Dedicating his film Orgesticulanismus to his father, the wheelchair-ridden cerebral-palsy patient Mathieu Labaye explores the concept of the thinking body that becomes a medium for the inner freedom. While the first part of the film shows vector-driven human figures resembling marionettes endlessly repeating the same movements, the second part introduces the inevitable (and expected) infringement, with the frantic modern dance forcing the body to break out of its own boundaries. Before the film moves into the sphere of the abstract, suggesting the transience of the physical existence, the body will become reduced to a danse macabre performed by a skeleton...
On the other hand, the skeletons featured in the Disney burlesque The Skeleton Dance, guided by the skilful hand of the animator Ub Iwerks, bring in the cheerful spirit of Hollywood’s golden age. The gleeful ‘South American Jive’ of the film stars appearing in Tex Avery’s Hollywood Steps Out, as well as the dance of the walrus-like ghost spurred by Dave Fleischer rotoscopy into a dance resembling that of the lucid bandleader Cab Calloway, are some of the examples of the American production of the time. It is clear that the dance presented here has no artistic aspirations, but the retrospective Animation and Dance addresses the general, social functions of dance as well.

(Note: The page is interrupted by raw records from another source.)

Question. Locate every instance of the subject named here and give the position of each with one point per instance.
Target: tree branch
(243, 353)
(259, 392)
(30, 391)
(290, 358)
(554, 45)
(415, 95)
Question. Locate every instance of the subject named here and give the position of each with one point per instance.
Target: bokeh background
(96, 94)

Abstraction as a vehicle of expression in film lies on the opposite end of Animateka’s dance spectrum. The work of visual artists Memo Akten and Quayola entitled Forms represents an almost paradigmatic example of this approach. Here, the human body of a moving athlete is transformed into seemingly anarchoid swarms of geometric shapes, thus finding its own symbolic substitution, while transcended to the level of dance choreography by the suggestive score. And this is the magic moment, an apotheosis of movement of its kind, where the innermost meanings of dance and animation are mutually sublimed.
The retrospective Animation and Dance is a diverse and dynamic programme, full of exciting films that move the senses and stir emotions. Can we really ask for more from anything, even from the art of animated film?
Milen Alempijević (1965), writer and author, is a member of the Serbian Literary Society. Apart from popular fiction, he is an author of texts on jazz and film art. He is currently preparing a book of essays on animated film, The Art of Exaggeration. He works as Film and Video Programme Editor and is Art Director of the international animation festival ANIMANIMA at the Cultural Centre in Čačak, Serbia.